Era Madame Lysiane demasiado opulenta para que Querelle pudiera considerarla como su cuñada. Se negaba a imaginarse a su hermano jodiendo con una mujer tan noble. A sus ojos, Robert era todavía un simple maleante que había tenido la potra de ser protegido. A Querelle no le sorprendía. Por lo que toca a Madame Lysiane, ésta hacía esfuerzos por mostrarse sendlla con él. Le hablaba amablemente. Sabía que tenía un
affaire
con Norbert. Arrebatada por la magia de sus extraños celos, no se precavía contra la preocupación, cada vez más dominante, de las diferencias esenciales entre Querelle y Robert. Una noche, sin embargo, se sintió emocionada ante una carcajada de Querelle, tan fresca, tan pueril, que Robert no hubiera sido capaz de soltarla jamás; sus ojos quedaron prendidos de la comisura de aquella boca, ampliamente abierta sobre los dientes brillantes, y permaneció mirándole las arrugas mientras se le cerraba. Le parecía evidente que aquel muchacho era feliz. Ello le produjo un choque casi insensible que provocó una ligera hendidura por donde iba a fluir una espantosa maraña de sentimientos. Sin que lo sospecharan las mujeres que veían siempre su rostro tranquilo y sus hermosos ojos, que seguían dominadas por la majestad melancólica de sus andares bajo las caderas pesadas, amplias, hospitalarias en el buen sentido de la palabra, destinadas verdaderamente a la maternidad, dentro de ella, cuyos flancos eran aparentemente profundos y tranquilos, se agitaban, mezclándose y separándose con arreglo a movimientos de misteriosa causa, largos y amplios velos negros, de una tela opaca y suave, chales de luto de tenebrosos pliegues. Sólo quedaba en ella el vaivén ora rápido, ora lento, de negras telas que no podía sacar por la boca para tenderlas al sol, ni cagarlas por el culo como se arroja una solitaria.

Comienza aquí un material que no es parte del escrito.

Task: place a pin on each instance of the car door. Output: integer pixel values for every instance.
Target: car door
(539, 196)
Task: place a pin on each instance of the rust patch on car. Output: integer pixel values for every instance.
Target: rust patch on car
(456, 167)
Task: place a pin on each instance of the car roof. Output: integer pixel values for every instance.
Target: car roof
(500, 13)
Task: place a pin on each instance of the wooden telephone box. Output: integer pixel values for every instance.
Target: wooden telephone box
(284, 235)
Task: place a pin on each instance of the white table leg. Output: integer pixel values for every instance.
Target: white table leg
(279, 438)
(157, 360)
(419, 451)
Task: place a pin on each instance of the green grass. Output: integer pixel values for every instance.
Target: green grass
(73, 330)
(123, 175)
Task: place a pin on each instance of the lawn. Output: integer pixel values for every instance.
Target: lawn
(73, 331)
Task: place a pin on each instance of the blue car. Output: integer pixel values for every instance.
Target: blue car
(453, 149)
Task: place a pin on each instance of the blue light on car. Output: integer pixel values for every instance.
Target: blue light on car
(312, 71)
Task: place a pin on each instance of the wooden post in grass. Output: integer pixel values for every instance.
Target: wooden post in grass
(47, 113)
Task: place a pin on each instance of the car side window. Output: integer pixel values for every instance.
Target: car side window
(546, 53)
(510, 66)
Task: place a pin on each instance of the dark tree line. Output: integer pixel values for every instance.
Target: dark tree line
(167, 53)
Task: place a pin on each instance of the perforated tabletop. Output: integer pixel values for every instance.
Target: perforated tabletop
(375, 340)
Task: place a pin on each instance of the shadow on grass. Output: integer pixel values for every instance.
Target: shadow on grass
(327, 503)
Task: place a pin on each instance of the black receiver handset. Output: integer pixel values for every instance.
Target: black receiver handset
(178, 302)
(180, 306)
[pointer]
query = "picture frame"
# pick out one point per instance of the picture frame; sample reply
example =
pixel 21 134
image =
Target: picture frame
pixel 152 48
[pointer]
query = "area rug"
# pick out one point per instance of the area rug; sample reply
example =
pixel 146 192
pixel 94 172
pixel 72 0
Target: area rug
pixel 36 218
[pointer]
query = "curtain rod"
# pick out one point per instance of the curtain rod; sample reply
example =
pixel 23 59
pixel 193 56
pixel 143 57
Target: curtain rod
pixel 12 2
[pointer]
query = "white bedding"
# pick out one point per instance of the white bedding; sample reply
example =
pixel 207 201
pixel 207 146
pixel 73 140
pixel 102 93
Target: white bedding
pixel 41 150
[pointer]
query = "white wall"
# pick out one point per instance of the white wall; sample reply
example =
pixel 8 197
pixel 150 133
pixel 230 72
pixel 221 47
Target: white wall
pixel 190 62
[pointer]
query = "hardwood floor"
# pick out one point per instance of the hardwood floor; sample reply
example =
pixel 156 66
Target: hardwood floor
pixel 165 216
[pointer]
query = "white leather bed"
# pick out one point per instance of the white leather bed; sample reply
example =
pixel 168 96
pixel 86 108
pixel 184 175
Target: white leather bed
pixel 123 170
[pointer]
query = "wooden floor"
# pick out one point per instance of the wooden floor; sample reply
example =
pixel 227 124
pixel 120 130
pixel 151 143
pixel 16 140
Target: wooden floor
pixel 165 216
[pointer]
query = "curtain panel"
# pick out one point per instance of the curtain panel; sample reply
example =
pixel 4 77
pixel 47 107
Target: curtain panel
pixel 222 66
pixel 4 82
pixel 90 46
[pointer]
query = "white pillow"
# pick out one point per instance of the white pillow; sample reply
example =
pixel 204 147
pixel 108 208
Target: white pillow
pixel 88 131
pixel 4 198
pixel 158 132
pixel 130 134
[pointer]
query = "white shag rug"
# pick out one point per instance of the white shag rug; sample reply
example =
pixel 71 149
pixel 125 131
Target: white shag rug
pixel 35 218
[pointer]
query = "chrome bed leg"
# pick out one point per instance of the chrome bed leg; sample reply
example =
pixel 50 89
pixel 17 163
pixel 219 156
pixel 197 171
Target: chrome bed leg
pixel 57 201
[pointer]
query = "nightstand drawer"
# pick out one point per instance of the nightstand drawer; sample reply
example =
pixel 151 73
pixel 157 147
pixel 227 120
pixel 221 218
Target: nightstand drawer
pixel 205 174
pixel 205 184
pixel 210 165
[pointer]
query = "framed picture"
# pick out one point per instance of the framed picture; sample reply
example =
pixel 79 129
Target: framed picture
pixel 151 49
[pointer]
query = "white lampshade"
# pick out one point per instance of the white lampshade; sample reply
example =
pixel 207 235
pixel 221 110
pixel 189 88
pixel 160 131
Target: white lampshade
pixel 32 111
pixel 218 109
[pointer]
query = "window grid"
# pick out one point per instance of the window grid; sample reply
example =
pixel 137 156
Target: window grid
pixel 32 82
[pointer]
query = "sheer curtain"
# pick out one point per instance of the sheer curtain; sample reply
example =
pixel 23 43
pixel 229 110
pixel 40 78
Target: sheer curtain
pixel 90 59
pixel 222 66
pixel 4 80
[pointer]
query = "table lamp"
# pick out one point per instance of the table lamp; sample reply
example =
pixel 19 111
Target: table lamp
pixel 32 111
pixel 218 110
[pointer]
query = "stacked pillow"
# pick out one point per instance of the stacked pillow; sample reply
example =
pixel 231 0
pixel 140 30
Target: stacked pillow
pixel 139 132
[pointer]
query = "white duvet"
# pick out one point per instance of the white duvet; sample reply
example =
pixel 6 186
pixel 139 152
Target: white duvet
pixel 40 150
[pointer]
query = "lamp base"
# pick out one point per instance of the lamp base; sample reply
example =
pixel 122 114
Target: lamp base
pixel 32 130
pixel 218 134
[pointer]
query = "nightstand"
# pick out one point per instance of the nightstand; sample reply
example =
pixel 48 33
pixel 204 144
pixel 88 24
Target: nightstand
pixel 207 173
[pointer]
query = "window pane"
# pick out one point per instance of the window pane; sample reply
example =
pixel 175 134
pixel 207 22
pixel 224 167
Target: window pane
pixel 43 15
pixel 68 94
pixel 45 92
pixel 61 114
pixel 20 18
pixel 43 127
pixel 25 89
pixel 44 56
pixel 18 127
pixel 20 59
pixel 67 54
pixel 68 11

—De todos modos tiene gracia que ande yo a mi edad con estas cosas, porque no puedo engañarme. Yo engañarme, eso sí que no. Joséphine no está hecha para engañarse: voy a cumplir cincuenta años dentro de cinco. Y sobre todo no a merced de una idea. Porque me estoy haciendo una idea. Cuando digo que
ellos
se parecen, y no hay más que uno en realidad, 'ellos' son dos. Por una parte está Robert y por otra Jo.
Estas ensoñaciones tranquilizadoras que proseguían durante el día y durante los instantes de respiro que le permitía la vigilancia de la sala, eran interrumpidas sin cesar por los problemas cotidianos. Lentamente, Madame Lysiane pasó a considerar la vida y sus mil incidentes como algo perfectamente estúpido, sin ninguna importancia en comparación con la amplitud del fenómeno del que estaba siendo testigo y receptáculo.
—¿Dos fundas de almohadón sucias? ¿Y qué importan dos fundas sucias? Se lavan. ¿Qué quieren que yo le haga?
Abandonaba pronto esta idea degradante para observar la fascinante labor de sus telas de luto.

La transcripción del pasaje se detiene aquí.